Miao, Jianyin, Liao, Wanwen, Kang, Meng, Jia, Yingmin, Wang, Qiang, Duan, Shan, Xiao, Suyao, Cao, Yong, Ji, Hongwu
Food & function 2018 v.9 no.12 pp. 6577-6585
Oriental traditional medicine, Ostrea, amino acids, antioxidant activity, antioxidants, blood, chronic diseases, glycogen, health services, hydrolysates, liver, muscles, oyster meat, oysters, proteinases, swimming, ultrafiltration, urea nitrogen
Oyster, which is rich in protein and widely used as a marine traditional Chinese medicine, was believed to have good curative effects in health care and on chronic diseases. This study was designed to evaluate the anti-fatigue and anti-oxidant effects of oyster hydrolysate. Oyster meat (OM) was hydrolyzed with a complex protease, and oyster hydrolysate (OH) was separated by a 6 kDa ultrafiltration membrane into two fractions, OH-I (<6 kDa) and OH-II (≥6 kDa). The anti-fatigue effects of OM, OH, OH-I and OH-II groups were first investigated, and then the antioxidant activities of OH-I and OH-II were further analyzed.
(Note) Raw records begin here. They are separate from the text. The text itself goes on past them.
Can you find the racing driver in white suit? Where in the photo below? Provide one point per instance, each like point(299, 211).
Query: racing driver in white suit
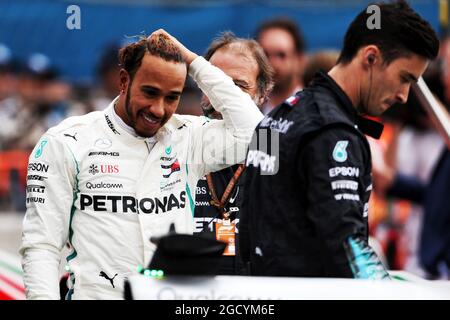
point(105, 182)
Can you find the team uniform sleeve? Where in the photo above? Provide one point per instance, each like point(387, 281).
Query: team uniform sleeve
point(50, 188)
point(336, 168)
point(217, 144)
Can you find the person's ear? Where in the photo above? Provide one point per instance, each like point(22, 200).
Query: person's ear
point(124, 81)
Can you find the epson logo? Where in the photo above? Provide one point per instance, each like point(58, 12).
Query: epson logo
point(37, 166)
point(128, 204)
point(35, 188)
point(103, 153)
point(102, 185)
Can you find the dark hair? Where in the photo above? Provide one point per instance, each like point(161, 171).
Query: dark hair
point(401, 33)
point(130, 57)
point(287, 25)
point(264, 79)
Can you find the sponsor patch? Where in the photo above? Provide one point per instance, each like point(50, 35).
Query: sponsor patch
point(35, 200)
point(280, 125)
point(36, 177)
point(40, 149)
point(103, 185)
point(128, 204)
point(344, 171)
point(346, 196)
point(103, 153)
point(38, 166)
point(339, 151)
point(103, 143)
point(35, 188)
point(344, 184)
point(262, 160)
point(111, 125)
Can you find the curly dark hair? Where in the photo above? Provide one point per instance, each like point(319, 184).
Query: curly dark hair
point(402, 32)
point(130, 57)
point(265, 73)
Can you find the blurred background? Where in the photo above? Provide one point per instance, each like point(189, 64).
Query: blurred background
point(59, 58)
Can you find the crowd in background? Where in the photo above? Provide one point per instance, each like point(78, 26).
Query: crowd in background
point(35, 97)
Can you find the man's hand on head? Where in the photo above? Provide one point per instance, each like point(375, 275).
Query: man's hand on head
point(188, 55)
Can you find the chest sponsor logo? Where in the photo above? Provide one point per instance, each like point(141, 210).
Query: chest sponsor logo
point(346, 196)
point(128, 204)
point(366, 210)
point(170, 168)
point(206, 224)
point(103, 168)
point(344, 171)
point(262, 160)
point(40, 149)
point(111, 125)
point(36, 177)
point(201, 190)
point(74, 136)
point(35, 188)
point(35, 200)
point(339, 151)
point(103, 185)
point(281, 125)
point(344, 184)
point(103, 153)
point(38, 166)
point(165, 186)
point(103, 143)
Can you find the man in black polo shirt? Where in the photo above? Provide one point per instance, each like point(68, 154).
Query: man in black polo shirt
point(309, 165)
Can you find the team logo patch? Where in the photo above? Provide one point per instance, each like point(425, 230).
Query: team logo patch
point(339, 152)
point(169, 169)
point(103, 143)
point(40, 150)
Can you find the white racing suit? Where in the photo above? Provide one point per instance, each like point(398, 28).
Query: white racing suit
point(97, 187)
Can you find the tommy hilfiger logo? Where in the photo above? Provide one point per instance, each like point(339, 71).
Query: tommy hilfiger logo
point(171, 168)
point(104, 275)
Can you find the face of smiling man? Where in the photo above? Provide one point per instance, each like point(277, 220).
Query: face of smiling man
point(152, 95)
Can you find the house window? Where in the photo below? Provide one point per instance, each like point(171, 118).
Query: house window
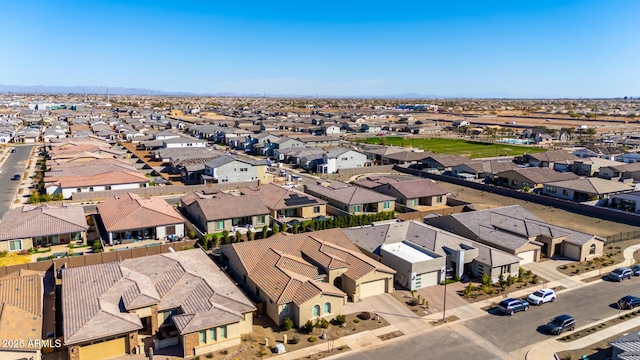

Anti-fatigue experimental results showed that OH-I displayed the strongest activity among the four groups. Compared to the control group, OH-I significantly prolonged swimming time (67.79%), increased the content of muscle glycogen (45.65%) and liver glycogen (49.01%), and reduced the content of blood urea nitrogen (BUN) (18.44%) (P < 0.05). Meanwhile, OH-I showed excellent chemical and cellular antioxidant activities, especially when the concentration increased; its antioxidant activity was significantly better than that of OH-II (P < 0.05). Results of an amino acid analysis showed that OH-I was rich in branched-chain amino acids (10.84 g per 100 g), Glu (8.63 g per 100 g), Tau (1.68 g per 100 g), Asp (5.02 g per 100 g) and Arg (3.61 g per 100 g), which were expected to contribute to its antioxidant and anti-fatigue activities.